At present, YOLO models usually adopt a method similar to the feature pyramid network (FPN) for information fusion, but this structure leads to information loss during cross-layer information fusion. To solve this problem, Huawei Noah's Ark Laboratory (hereinafter referred to as Huawei) proposes a novel gather-and-distribute (GD) mechanism. This mechanism aggregates and fuses features at different levels from a global perspective, distributes and injects the features to different levels, and builds a more efficient information interaction and fusion mechanism. Gold-YOLO is constructed based on such mechanism. In the COCO dataset, Gold-YOLO has already outperformed previous YOLO models, achieving state-of-the-art (SOTA) efficiency on the accuracy-speed curve.

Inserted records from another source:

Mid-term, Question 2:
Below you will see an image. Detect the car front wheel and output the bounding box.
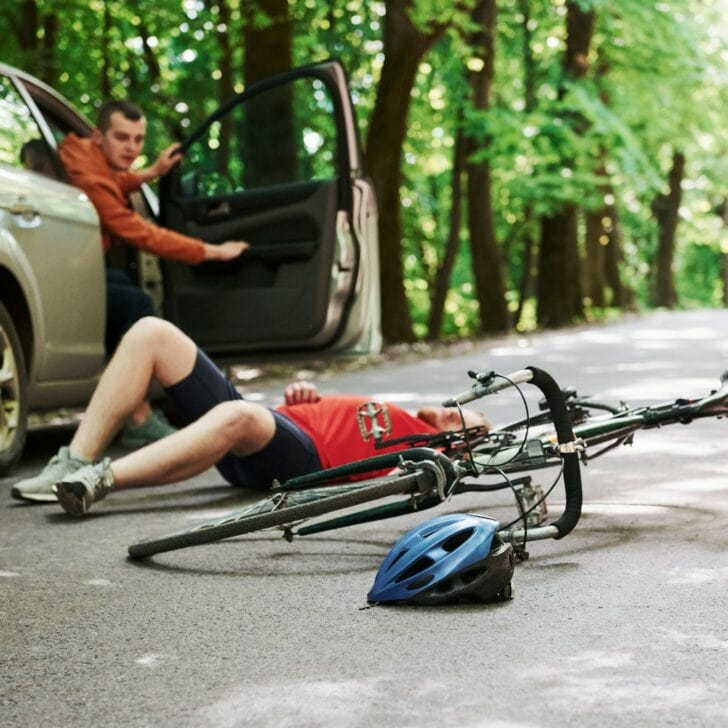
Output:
[0,303,28,475]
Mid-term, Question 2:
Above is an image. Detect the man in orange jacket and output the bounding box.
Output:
[59,100,248,447]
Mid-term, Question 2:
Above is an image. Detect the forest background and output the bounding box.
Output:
[0,0,728,342]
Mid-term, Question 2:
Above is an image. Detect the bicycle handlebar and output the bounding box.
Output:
[443,367,582,541]
[442,367,533,407]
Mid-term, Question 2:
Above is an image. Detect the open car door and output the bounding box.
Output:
[160,61,381,356]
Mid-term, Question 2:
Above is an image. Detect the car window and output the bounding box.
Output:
[0,75,55,176]
[181,78,337,197]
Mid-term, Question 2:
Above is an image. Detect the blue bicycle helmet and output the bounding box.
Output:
[367,513,515,605]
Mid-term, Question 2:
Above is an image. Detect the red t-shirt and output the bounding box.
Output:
[276,395,438,477]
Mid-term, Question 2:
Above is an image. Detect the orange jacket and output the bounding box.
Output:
[58,133,205,263]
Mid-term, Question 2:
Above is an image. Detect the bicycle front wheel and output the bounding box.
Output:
[128,470,430,559]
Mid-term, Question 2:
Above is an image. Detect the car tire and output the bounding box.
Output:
[0,303,28,475]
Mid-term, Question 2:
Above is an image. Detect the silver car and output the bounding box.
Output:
[0,61,381,475]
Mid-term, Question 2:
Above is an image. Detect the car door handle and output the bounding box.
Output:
[0,197,40,220]
[205,202,230,217]
[0,197,40,228]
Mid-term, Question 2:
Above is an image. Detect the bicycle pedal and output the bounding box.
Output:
[356,402,392,442]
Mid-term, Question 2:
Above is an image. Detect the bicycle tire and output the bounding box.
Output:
[128,469,430,559]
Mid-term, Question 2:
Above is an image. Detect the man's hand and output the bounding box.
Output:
[285,382,321,404]
[205,240,250,261]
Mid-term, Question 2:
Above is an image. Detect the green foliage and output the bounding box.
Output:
[5,0,728,337]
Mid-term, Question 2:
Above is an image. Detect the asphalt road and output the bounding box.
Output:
[0,311,728,728]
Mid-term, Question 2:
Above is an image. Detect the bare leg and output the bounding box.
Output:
[111,401,276,490]
[70,317,197,460]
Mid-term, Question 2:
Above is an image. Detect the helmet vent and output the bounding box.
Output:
[442,528,473,553]
[396,556,435,582]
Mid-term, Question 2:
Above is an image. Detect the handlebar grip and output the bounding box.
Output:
[528,367,582,538]
[442,367,533,407]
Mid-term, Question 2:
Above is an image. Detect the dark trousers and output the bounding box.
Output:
[105,267,154,356]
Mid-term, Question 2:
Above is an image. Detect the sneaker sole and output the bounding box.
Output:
[10,488,58,503]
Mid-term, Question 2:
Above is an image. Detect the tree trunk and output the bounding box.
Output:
[9,0,58,85]
[427,130,465,341]
[467,0,510,332]
[653,152,685,308]
[538,0,595,327]
[366,0,444,342]
[215,0,235,176]
[584,208,608,308]
[513,0,538,328]
[604,205,632,309]
[536,204,584,328]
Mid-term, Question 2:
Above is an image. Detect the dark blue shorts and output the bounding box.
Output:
[165,349,321,490]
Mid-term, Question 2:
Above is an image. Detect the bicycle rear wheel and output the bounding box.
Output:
[128,469,432,559]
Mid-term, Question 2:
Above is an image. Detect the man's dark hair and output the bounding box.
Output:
[96,99,144,133]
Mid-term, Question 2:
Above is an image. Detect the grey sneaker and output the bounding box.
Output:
[53,458,114,516]
[10,447,89,503]
[119,410,177,450]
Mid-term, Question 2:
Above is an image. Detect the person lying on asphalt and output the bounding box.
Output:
[11,317,489,516]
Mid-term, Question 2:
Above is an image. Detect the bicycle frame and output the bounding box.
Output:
[282,367,582,542]
[284,369,728,543]
[129,367,728,559]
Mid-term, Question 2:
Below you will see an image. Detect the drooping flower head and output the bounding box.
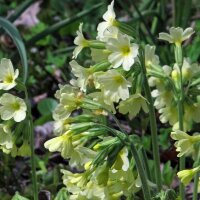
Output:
[159,27,194,46]
[53,85,83,120]
[97,0,117,40]
[171,130,200,157]
[95,69,131,105]
[177,166,200,185]
[69,60,93,92]
[73,23,88,58]
[106,33,139,71]
[118,94,148,119]
[0,58,19,90]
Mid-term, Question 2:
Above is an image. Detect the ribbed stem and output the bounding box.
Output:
[96,123,151,200]
[24,87,38,200]
[130,142,151,200]
[141,53,162,191]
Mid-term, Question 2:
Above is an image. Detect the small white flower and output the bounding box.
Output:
[69,60,93,92]
[159,27,194,46]
[0,93,27,122]
[106,33,139,71]
[97,26,119,42]
[0,58,19,90]
[0,124,13,149]
[73,23,88,58]
[118,94,149,119]
[95,69,131,104]
[53,85,83,120]
[44,132,74,158]
[145,45,159,67]
[97,1,116,38]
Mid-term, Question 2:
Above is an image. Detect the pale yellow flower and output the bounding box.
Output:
[97,0,117,39]
[106,33,139,71]
[53,85,83,120]
[95,69,131,104]
[145,45,159,67]
[118,94,148,119]
[177,166,200,185]
[0,124,13,150]
[69,60,93,92]
[73,23,88,58]
[44,133,74,158]
[171,130,200,157]
[0,93,27,122]
[159,27,194,46]
[0,58,19,90]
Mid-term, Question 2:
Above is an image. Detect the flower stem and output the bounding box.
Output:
[174,46,185,200]
[96,123,151,200]
[192,172,199,200]
[130,142,151,200]
[24,87,38,200]
[141,51,162,191]
[178,97,185,200]
[192,147,200,200]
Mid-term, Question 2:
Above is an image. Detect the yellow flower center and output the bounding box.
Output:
[12,102,20,110]
[4,75,13,83]
[121,46,130,56]
[114,75,124,84]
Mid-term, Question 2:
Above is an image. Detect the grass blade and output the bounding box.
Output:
[0,17,28,83]
[8,0,35,22]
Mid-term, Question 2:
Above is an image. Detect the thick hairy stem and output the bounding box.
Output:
[25,88,38,200]
[141,58,162,191]
[96,122,151,200]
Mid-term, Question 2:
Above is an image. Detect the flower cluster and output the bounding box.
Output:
[45,1,148,199]
[145,28,200,131]
[0,58,30,156]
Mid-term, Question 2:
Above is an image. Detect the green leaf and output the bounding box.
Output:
[37,98,58,115]
[0,17,28,83]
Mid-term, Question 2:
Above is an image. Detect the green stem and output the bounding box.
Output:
[192,147,200,200]
[175,46,185,200]
[24,87,38,200]
[141,54,162,191]
[96,123,151,200]
[130,141,151,200]
[192,172,199,200]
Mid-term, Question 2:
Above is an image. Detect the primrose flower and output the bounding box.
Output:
[118,94,149,119]
[95,69,131,104]
[151,89,173,109]
[177,166,200,185]
[106,33,139,71]
[171,130,200,157]
[17,141,31,156]
[97,26,119,42]
[72,23,88,58]
[97,1,117,39]
[158,106,178,125]
[0,58,19,90]
[145,45,159,68]
[44,133,74,158]
[159,27,194,46]
[0,124,13,149]
[53,85,83,120]
[69,60,93,92]
[0,93,27,122]
[112,147,129,172]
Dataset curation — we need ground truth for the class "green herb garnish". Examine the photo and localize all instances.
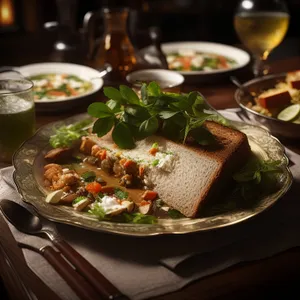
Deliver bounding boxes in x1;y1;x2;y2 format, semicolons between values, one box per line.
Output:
88;82;227;149
88;205;105;221
49;119;93;148
72;196;86;205
151;159;159;167
168;208;184;219
123;213;157;224
114;188;128;199
233;158;282;201
81;171;96;182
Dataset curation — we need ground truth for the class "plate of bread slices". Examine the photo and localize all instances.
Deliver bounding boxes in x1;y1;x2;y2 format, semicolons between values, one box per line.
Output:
13;82;292;236
235;70;300;140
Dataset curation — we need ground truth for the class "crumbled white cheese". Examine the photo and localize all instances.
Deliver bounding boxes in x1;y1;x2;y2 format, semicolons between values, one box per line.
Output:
191;55;204;68
167;55;176;64
68;80;82;89
32;79;48;87
178;49;196;56
92;195;127;214
51;74;64;88
155;152;175;172
172;61;182;68
62;168;70;174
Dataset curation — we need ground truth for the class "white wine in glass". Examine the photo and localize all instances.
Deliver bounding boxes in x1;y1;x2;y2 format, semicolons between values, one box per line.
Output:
234;0;290;77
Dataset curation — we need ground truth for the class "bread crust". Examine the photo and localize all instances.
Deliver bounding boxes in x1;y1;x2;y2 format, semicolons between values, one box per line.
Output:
86;121;251;218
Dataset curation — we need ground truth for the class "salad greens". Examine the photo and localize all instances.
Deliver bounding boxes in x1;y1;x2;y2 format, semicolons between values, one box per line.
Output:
88;82;228;148
233;157;282;200
49;118;93;148
88;205;157;224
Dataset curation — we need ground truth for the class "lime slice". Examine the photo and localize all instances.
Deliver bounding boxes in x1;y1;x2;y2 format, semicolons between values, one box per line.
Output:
45;190;64;204
277;104;300;121
293;115;300;124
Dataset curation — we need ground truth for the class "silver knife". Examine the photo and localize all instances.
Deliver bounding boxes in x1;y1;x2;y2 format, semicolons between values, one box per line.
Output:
0;214;62;300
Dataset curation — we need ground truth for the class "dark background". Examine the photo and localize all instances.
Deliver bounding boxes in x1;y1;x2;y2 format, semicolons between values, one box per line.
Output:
0;0;300;65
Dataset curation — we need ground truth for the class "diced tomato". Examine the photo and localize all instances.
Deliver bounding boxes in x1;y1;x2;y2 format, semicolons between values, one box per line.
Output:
123;159;136;168
119;158;127;166
68;86;78;96
47;91;66;97
85;181;102;194
101;186;115;194
139;166;145;177
182;56;192;70
218;56;228;69
142;190;157;201
140;200;149;206
96;149;107;160
149;148;158;156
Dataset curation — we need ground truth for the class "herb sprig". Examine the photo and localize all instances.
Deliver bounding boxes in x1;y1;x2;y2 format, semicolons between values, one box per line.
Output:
88;82;228;149
233;157;282;201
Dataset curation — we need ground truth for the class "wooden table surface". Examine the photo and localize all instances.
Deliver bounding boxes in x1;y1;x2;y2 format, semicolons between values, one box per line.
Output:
1;49;300;300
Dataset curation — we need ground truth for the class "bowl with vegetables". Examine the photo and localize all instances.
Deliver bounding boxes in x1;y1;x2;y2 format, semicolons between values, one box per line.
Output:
234;71;300;139
143;42;250;81
16;62;103;111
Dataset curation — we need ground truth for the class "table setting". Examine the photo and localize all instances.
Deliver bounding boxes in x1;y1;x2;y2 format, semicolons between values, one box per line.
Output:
0;0;300;300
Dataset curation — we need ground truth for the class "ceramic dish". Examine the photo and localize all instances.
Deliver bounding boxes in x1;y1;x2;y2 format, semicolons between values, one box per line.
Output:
13;114;292;236
14;62;103;111
126;69;184;90
141;42;250;82
234;73;300;139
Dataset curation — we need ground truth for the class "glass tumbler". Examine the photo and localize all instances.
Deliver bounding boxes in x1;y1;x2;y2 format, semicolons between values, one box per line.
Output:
0;73;35;164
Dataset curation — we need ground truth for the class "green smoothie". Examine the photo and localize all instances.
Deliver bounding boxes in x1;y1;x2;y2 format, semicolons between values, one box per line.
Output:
0;94;35;163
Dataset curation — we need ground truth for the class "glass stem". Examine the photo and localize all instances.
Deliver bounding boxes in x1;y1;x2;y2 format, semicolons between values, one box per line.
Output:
253;55;269;77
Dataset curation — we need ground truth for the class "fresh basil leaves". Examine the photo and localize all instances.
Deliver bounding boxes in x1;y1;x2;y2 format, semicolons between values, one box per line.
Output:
88;82;226;149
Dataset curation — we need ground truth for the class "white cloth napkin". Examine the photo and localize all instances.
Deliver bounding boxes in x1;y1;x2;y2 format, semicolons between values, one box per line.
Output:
0;110;300;300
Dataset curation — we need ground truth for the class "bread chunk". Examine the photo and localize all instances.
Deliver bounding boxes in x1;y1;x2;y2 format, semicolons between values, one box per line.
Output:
258;89;291;110
89;121;251;217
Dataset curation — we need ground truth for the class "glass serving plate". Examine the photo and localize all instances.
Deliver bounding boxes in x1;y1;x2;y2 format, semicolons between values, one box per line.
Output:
13;114;293;236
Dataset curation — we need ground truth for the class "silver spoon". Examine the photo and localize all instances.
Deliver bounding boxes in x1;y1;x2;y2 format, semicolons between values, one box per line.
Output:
0;199;126;300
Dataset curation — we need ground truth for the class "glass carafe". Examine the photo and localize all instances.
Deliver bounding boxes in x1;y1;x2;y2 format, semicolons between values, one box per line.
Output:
85;7;137;81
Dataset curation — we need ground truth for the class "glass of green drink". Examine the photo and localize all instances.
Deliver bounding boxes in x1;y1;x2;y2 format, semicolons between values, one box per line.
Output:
0;73;35;163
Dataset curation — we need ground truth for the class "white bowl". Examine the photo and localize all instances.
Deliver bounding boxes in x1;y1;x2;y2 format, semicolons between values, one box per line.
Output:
126;69;184;88
14;62;103;111
141;42;251;81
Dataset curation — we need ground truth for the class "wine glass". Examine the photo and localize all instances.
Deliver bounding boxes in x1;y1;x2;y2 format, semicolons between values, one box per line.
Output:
234;0;290;77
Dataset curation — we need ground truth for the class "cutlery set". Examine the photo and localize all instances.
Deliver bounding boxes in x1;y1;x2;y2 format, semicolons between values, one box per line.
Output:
0;199;128;300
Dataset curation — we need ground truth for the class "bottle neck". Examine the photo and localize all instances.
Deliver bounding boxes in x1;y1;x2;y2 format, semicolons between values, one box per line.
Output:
104;12;128;33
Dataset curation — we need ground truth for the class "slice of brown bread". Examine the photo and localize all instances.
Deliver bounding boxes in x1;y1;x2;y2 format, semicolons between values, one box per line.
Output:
86;121;251;217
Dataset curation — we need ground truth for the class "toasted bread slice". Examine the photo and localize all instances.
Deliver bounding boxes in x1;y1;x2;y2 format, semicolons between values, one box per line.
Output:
258;89;291;110
84;121;251;217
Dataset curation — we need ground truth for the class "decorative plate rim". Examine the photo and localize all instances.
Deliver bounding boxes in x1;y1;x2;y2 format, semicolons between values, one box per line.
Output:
13;113;293;237
14;62;104;106
140;41;251;76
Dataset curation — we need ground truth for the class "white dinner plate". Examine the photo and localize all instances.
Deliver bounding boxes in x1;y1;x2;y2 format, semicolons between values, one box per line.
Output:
141;42;251;81
14;62;103;111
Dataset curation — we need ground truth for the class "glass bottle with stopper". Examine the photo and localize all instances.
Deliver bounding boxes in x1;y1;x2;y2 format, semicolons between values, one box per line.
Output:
83;7;137;81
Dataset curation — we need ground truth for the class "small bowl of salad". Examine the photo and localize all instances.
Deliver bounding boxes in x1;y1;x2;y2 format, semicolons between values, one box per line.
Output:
15;63;103;111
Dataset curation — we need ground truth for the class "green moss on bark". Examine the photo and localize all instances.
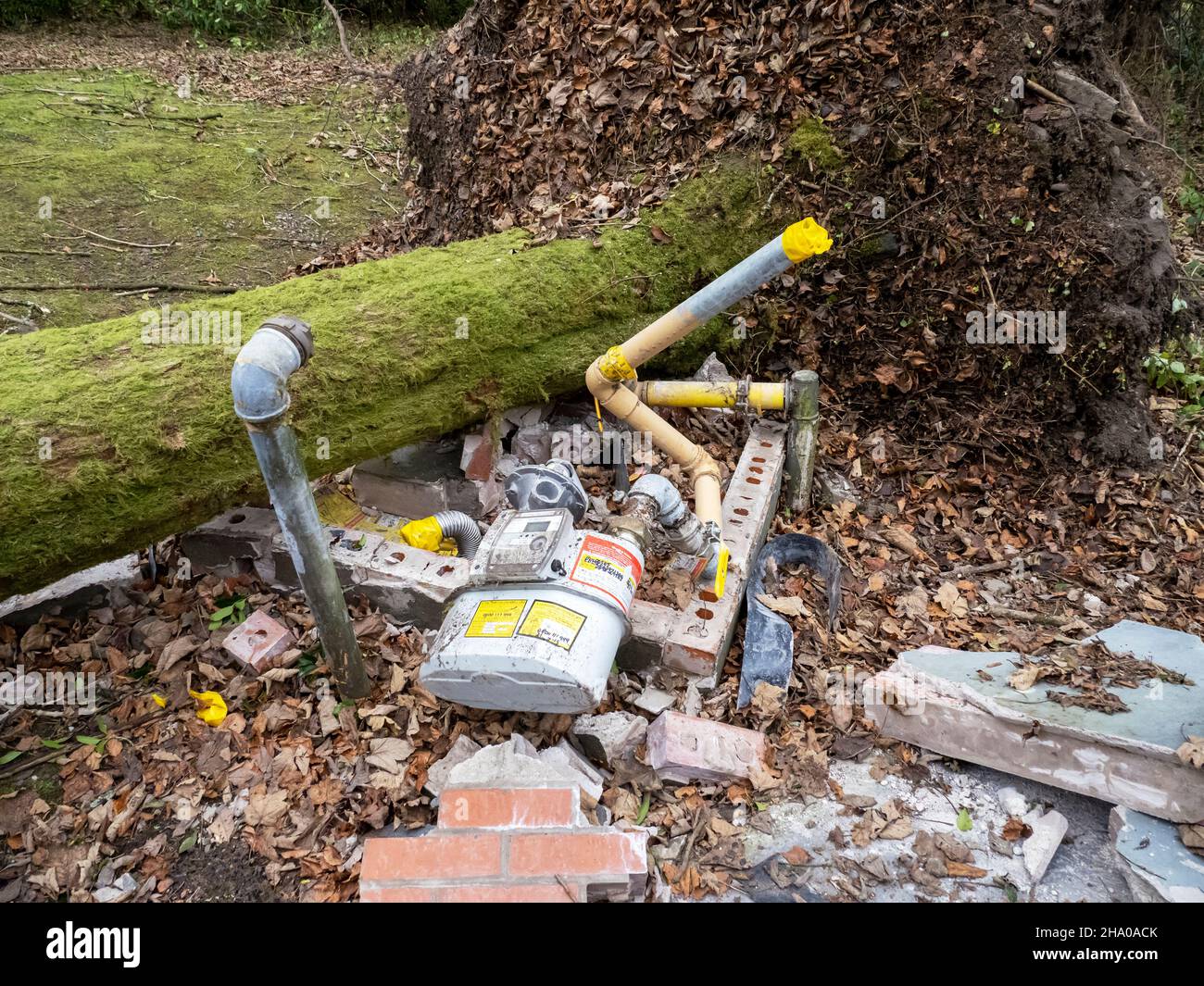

Accuracy-speed curve (TensorRT7)

Accuracy-speed curve (TensorRT8)
For details about the related paper, visit https://arxiv.org/abs/2309.1133. And for details about the MindSpore code, visit https://gitee.com/mindspore/models/tree/master/research/cv/Gold_YOLO.
Problems of Conventional YOLO Models
In detection models, a sequence of features is typically extracted from the backbone network at various levels. The FPN leverages these features to create a fusion structure. Features of different levels encode location information for objects of varying sizes. Despite their distinct content, once integrated, they complement each other, resulting in enhanced information enrichment at every level and ultimately improving network performance.
In the original FPN structure, adjacent layers effectively integrate information through a layer-by-layer fusion mode. However, cross-layer information fusion poses challenges. When exchanging and integrating information across layers, the intermediate layer is required due to the absence of a direct interaction path, which leads to information loss. Developers have paid much attention to solve this problem by adding more paths through shortcuts to enhance information flow.
However, even if the conventional FPN structure is improved, the FPN-based information fusion mode still faces challenges in cross-layer information interaction and information loss due to a large number of paths in the network and indirect interaction mode.
Gold-YOLO: New Information Exchange and Fusion Mechanism

Gold-YOLO architecture
To address the challenges, Huawei proposes the GD mechanism for information exchange and fusion. This mechanism implements efficient information exchange and fusion by globally fusing multi-level features and injecting the obtained global information into higher levels. This greatly enhances the information fusion capability of the neck without significantly increasing the latency, thereby improving the model's detection capability on varying object sizes.
The GD mechanism is implemented through three modules: feature alignment module (FAM), information fusion module (IFM), and information injection module (Inject).
· The FAM collects and aligns features from various levels.
· The IFM fuses the aligned features to generate global information by using convolutions or Transformer operators.
· The Inject is responsible for injecting global information into different levels.
In Gold-YOLO, two GD branches are constructed to fuse information based on the model's requirements for detecting objects of different sizes and balancing accuracy and speed: low-stage gather-and-distribute branch (Low-GD) and high-stage gather-and-distribute branch (High-GD). These branches extract and fuse features based on convolutions or Transformer operators, respectively.
In addition, to promote the flow of local information, Huawei builds a lightweight adjacent layer fusion (LAF) module to combine the features of adjacent layers on the local scale, further improving the model performance. A pre-training method is also introduced to verify the effectiveness of YOLO models by pre-training the backbone on ImageNet 1K using the MAE method, which significantly improves the convergence speed and accuracy of the model.
Experimental Results
The model's accuracy is tested on the COCO dataset and the speed is tested by Tesla T4+TensorRT 7. The results show that Gold-YOLO has achieved SOTA performance on the accuracy-speed curve.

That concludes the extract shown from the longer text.